Chroniques

par hervé könig

Prokofiev, Rachmaninov et Ravel
Behzod Abduraimov et Vassili Petrenko

Orchestre Philharmonique de Radio France
Auditorium / Maison de Radio France, Paris
- 16 octobre 2015
le jeune pianiste ouzbèque Behzod Abduraimov joue Prokofiev à Paris
© dr

Il semble que les musiciens du l’Orchestre Philharmonique de Radio France apprécient de travailler sous la direction du jeune Vassili Petrenko. Du moins est-ce le sentiment qu’ils donnent tout au long de ce concert. Un an après le programme Szymanowski et Mahler qu’il dirigeait alors à Pleyel (depuis le très performant auditorium fut inauguré) le chef russe retrouve donc l’une de nos deux phalanges radiosymphoniques [lire notre chronique du 17 octobre 2014].
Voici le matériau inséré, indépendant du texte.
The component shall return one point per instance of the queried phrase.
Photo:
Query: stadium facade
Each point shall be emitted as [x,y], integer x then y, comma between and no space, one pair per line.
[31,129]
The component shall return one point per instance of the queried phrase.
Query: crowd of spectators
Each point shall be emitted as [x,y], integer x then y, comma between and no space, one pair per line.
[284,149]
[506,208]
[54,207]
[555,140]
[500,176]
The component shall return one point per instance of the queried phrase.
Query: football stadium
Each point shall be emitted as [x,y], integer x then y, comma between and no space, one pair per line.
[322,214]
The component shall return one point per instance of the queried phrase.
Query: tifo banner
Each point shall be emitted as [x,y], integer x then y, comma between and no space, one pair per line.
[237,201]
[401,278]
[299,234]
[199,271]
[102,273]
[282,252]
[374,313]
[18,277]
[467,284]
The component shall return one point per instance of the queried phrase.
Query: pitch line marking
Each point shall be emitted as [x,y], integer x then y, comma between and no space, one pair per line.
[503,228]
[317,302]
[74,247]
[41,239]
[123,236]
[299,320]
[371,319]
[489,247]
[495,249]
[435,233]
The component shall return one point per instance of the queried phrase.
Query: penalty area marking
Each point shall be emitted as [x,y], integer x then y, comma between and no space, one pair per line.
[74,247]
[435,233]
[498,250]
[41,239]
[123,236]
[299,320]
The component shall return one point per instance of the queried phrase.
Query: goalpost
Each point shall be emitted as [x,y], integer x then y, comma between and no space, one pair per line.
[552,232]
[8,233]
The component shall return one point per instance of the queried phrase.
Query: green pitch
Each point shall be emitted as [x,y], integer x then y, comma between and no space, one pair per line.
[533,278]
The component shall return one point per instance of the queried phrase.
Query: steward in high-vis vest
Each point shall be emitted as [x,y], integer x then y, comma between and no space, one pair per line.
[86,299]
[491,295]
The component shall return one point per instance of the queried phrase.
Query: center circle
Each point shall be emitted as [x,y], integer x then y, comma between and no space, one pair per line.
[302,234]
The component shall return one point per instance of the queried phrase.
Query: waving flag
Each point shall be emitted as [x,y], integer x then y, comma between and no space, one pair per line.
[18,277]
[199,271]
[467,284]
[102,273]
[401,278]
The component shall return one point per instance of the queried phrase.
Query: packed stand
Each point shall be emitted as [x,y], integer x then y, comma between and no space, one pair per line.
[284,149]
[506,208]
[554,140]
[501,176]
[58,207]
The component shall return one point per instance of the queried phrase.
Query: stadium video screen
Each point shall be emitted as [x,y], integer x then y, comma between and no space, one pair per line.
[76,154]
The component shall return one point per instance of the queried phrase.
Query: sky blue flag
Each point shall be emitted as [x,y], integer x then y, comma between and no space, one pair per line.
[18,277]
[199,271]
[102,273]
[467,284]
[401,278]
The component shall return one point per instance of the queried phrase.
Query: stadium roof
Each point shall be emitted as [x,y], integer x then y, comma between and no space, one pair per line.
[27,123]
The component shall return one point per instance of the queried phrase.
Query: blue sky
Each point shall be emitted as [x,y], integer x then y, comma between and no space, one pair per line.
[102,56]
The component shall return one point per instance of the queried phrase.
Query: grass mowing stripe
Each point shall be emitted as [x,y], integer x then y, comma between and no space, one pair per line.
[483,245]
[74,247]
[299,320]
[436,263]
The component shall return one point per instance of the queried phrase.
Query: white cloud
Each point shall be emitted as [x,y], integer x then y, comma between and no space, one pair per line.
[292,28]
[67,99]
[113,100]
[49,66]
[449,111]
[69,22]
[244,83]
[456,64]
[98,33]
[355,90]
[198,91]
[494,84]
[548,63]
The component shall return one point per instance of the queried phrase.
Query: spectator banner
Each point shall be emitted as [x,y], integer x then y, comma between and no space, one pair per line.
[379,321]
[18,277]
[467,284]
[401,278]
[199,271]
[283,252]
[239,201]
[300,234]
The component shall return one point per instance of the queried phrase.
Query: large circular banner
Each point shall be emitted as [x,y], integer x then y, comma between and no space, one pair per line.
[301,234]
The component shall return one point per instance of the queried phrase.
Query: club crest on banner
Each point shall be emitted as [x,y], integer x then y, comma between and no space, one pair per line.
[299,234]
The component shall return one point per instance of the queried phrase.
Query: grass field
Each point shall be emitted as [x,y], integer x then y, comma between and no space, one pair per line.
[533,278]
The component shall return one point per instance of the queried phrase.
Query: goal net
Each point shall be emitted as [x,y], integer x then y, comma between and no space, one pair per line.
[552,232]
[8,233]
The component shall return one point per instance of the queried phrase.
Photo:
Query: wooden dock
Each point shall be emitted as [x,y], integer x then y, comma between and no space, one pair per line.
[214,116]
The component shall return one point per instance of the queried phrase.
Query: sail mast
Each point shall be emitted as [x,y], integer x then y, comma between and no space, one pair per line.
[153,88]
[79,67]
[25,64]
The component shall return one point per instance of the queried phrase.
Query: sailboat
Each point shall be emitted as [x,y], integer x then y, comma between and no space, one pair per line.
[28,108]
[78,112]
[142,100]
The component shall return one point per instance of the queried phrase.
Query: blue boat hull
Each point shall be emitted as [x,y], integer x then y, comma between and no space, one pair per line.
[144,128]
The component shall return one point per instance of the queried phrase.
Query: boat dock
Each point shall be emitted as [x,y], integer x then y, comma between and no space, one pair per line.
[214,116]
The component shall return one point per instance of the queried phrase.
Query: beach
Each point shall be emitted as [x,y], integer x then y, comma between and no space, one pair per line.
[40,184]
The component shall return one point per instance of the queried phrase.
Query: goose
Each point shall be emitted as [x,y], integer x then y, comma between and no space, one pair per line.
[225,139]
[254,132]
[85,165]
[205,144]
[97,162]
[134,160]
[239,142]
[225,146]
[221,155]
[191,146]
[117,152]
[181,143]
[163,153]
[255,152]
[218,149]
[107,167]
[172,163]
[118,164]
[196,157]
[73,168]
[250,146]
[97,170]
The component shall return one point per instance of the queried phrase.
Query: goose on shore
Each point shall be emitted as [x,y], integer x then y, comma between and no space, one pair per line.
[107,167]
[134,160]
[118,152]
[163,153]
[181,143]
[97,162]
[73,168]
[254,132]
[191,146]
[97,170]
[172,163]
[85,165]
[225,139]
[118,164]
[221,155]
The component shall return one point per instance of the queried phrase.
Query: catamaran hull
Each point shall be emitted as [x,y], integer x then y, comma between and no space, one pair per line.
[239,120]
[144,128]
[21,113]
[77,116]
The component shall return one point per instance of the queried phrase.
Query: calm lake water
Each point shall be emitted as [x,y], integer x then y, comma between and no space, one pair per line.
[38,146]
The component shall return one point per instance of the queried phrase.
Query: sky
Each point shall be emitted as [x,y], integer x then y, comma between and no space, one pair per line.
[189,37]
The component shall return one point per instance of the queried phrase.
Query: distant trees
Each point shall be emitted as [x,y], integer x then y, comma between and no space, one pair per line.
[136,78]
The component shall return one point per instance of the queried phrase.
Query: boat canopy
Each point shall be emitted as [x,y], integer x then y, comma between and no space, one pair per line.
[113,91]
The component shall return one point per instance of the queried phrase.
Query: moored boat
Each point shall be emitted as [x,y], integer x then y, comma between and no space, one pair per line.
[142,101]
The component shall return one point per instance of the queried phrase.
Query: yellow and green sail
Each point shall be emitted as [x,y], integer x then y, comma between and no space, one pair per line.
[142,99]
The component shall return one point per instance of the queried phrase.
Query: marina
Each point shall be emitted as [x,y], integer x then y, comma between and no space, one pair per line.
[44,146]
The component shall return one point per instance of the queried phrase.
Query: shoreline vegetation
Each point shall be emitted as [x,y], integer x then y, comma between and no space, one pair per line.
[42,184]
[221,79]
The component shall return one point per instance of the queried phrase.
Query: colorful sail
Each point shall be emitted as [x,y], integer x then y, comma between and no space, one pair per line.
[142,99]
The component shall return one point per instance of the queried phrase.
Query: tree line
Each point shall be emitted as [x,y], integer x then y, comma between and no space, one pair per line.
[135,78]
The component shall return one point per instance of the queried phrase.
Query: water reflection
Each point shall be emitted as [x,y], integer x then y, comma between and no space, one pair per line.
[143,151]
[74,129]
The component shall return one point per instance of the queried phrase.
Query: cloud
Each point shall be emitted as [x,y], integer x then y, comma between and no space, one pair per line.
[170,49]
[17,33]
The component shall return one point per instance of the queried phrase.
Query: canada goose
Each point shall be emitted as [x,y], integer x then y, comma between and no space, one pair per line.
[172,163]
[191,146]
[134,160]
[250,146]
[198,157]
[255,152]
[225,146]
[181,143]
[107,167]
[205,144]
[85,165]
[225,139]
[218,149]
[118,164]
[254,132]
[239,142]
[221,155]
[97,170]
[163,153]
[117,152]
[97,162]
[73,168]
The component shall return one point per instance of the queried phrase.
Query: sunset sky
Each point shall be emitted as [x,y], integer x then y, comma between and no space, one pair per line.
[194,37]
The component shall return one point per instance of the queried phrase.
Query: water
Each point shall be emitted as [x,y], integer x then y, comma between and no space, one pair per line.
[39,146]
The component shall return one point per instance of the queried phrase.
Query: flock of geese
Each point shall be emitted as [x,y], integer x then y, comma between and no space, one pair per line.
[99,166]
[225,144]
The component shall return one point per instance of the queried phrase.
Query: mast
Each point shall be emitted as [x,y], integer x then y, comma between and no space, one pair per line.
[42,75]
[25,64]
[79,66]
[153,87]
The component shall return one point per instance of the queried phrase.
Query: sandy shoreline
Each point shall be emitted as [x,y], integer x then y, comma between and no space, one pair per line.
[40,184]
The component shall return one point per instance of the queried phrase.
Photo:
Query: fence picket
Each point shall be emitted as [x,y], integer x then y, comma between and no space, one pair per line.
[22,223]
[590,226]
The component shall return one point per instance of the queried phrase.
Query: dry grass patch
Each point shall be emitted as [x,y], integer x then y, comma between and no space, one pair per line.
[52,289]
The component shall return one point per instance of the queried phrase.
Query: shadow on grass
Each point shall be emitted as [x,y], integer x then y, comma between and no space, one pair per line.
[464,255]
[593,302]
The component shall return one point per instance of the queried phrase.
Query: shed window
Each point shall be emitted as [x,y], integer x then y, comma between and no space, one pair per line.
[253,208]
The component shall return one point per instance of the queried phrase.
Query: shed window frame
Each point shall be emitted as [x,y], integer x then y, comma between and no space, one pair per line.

Ma mère l’Oye fut d’abord conçu pour piano à quatre mains par le génial Ravel. Mais dès l’année suivante, c’est-à-dire en 1911, il en réalisait une brillante orchestration, à laquelle deux séquences viendraient encore s’ajouter pour former un ballet, plus rarement joué. Nous entendons ce soir la version de 1911. La douceur de la Pavane de la belle au bois dormant, sans traîner, révèle tout de suite un très beau travail de couleurs. La musique française sied aussi à notre Russe ! Le Petit Poucet confirme cette première impression, un mouvement qui raconte vraiment une histoire dans l’usage qu’il fait des timbres, avec l’ombre du feuillage sur le sentier et soudain le pépiement des pioupious heureux de picorer les bornes du chemin. Envolée pour le Levant : Laideronette, impératrice des pagodes fait tournoyer les jeux d’eau dans les bosses des gongs, retenant à peine le phrasé de la flûte. Plus mystérieuse encore, la valse lente des Entretiens de la belle et de la bête introduit une narration précise, de la première vision d’horreur aux prémices de tendresse jusqu’au refus puis au miracle : ce mariage-là n’est pas secret, c’est couru d’avance, mais on ne s’en lasse pas. D’un pas digne les amoureux parcourent Le jardin féérique, d’un pas qui va s’appesantissant toujours un peu plus ; un peu trop, il faut le dire. Le final perd ce que l’exécution avait d’enchanté, dommage.

Ébauché dans les mêmes années, le Concerto pour piano en ut majeur Op.26 n°3 de Prokofiev est achevé en 1921, lors d’un séjour du compositeur en Bretagne. Fils d’un physicien et d’une professeure de piano, le jeune Behzod Abduraimov (vingt-cinq ans dimanche dernier) a déjà commencé une carrière internationale et se produit cette saison-ci avec de prestigieuses formations comme le Koninklijk Concertgebouworkest, le Gewandhausorchester Leipzig ou le Sinfonieorchester des Bayerischen Rundfunks. La magie est immédiate, dans la brève aria de clarinette et les entrelacs qui la développent, interrompus par les rythmes effrénés de l’Allegro, faisant découvrir un pianiste formidablement inspiré. On ne doutera pas une seconde qu’il aime passionnément cette œuvre. Virtuose, le soliste ouzbèque l’est assurément ! Pourtant, on ne retiendra pas la démonstration technique mais une espèce de laque du toucher qui fait sa signature.

Bien mis en relief par Petrenko, les bois du Philharmonique introduisent l’Andantino où Abduraimov les rejoint par un chant tenu avec sensibilité. L’Allegro final alterne sous ses doigts les caractères de la danse et une peinture plus sombrement contrastée. La parenthèse centrale du mouvement, sorte d’ad libitum partagé, sème l’inquiétude : la poésie est là. Retour de la vigueur percussive pour le dernier trait du concerto. Sur le Steinway, légèrement désaccordé après l’éprouvant Prokofiev, Behzod Abduraimov [translittération anglo-saxonne abusivement admise ; la française dicte Adbouraïmov, bien sûr – ndr] remercie l’enthousiasme de la salle par une Campanella (Liszt) incroyablement nuancée, attirant Paganini dans la veine tsigane la plus élégante. Ce bis prodigieux révèle plus encore le style d’un interprète à suivre de près.

On a souvent conté la triste histoire de la création de la Symphonie en ré mineur Op.13 n°1 de Rachmaninov. Qu’il suffise de rappeler que le compositeur Glazounov, alors au pupitre, était complètement beurré et que la critique s’abattit non pas sur l’ivrogne mais sur le jeune artiste qui s’en remit difficilement. Aujourd’hui, cette œuvre de 1895 n’est pas souvent jouée. C’est une chance de pouvoir l’entendre ce soir dans la lecture très expressive de Vassili Petrenko.